I'm taking my first steps in the language of stacks, and would like something cleared up. The intuitive idea of moduli spaces is that each point corresponds to an object of what we're trying to classify (smooth curves of genus g over ℂ, for example). Fine moduli spaces are defined to be the objects that represent the functor that takes an object and gives you the [set, for schemes; groupoid, as I understand it, for stacks] of ways that that object parametrizes families of the object we want to classify. Now, for schemes - this makes sense in the following way:
Let that functor be F, and let it be represented by M. Then F(Spec ℂ) are the families of (desired) objects parametrized by Spec ℂ (a point), so it corresponds to all desired objects (the ones we want to classify). But F(Spec ℂ) is also Hom(Spec ℂ, M), and so corresponds to the closed points of M. Thus M really does, intuitively, have as points the objects it wishes to classify.

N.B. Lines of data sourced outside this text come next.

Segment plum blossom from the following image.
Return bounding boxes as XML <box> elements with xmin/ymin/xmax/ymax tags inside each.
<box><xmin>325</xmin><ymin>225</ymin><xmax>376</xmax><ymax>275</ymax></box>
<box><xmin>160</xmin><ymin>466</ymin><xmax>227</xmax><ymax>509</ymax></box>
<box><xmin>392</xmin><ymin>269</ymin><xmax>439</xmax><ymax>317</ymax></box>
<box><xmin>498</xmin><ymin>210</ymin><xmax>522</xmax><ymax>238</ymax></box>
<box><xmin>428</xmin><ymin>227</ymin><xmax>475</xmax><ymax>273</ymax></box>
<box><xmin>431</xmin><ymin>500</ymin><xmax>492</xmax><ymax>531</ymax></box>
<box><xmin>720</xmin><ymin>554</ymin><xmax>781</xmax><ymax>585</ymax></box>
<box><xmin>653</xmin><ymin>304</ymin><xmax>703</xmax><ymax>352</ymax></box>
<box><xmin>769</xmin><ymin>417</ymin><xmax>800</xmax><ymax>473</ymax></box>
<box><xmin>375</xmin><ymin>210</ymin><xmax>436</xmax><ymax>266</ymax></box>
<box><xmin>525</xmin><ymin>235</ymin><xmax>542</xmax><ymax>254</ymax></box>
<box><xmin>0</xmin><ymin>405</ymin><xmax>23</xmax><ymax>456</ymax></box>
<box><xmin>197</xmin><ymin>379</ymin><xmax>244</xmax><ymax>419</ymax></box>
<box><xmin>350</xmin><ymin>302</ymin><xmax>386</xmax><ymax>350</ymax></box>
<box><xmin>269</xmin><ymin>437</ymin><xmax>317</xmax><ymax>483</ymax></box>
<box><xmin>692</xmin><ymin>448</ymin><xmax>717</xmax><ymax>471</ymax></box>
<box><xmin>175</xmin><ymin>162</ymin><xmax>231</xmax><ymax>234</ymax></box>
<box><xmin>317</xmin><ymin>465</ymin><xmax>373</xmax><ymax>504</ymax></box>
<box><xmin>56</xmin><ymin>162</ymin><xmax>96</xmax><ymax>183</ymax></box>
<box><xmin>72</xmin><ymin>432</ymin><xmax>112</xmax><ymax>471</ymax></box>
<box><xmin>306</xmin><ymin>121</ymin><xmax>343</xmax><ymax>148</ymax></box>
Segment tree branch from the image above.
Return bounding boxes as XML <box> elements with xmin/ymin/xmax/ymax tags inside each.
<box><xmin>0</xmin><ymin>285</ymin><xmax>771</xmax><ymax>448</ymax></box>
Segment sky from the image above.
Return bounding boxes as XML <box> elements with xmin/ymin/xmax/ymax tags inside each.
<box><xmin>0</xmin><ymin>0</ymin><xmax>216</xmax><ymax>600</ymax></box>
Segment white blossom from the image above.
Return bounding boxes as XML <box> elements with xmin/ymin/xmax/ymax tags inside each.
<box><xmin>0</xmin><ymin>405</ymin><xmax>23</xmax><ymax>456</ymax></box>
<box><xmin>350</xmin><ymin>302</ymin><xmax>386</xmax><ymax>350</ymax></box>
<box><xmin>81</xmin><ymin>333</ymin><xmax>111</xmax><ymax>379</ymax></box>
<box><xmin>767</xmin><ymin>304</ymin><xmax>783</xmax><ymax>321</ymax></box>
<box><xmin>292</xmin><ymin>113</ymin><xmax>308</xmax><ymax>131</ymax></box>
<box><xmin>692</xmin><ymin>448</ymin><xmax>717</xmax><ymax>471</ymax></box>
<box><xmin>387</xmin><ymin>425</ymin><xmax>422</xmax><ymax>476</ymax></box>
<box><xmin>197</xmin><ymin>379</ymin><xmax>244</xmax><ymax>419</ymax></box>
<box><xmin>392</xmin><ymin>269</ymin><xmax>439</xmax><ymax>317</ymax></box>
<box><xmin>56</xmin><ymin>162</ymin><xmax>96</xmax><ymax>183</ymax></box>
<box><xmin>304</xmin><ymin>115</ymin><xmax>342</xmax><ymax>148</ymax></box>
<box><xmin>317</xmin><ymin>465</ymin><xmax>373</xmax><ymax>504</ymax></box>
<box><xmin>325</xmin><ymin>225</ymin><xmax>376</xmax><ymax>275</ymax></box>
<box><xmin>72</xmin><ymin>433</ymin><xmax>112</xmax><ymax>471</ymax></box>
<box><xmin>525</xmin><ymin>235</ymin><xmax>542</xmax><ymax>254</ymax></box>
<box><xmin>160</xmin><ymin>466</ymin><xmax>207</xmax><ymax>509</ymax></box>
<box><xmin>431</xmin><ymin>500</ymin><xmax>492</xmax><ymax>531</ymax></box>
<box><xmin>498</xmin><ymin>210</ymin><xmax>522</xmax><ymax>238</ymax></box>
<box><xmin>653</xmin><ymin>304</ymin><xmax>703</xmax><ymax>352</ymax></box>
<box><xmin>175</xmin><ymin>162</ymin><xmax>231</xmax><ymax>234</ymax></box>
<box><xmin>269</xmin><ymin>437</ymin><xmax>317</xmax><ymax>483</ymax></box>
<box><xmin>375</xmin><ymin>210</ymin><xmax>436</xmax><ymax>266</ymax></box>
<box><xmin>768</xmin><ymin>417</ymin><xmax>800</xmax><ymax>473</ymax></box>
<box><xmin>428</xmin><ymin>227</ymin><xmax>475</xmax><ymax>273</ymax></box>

Does this idea go through to moduli stacks? Of course, it probably does, and this is all probably trivial - but I feel like I need someone to assure me that I'm not crazy. So let me put the question like this: Can you formulate how to think of a fine moduli stack (as an object that represents an F as above; also: how would you define this F in the category of stacks?) in a way that makes it clear that it parametrizes the desired objects?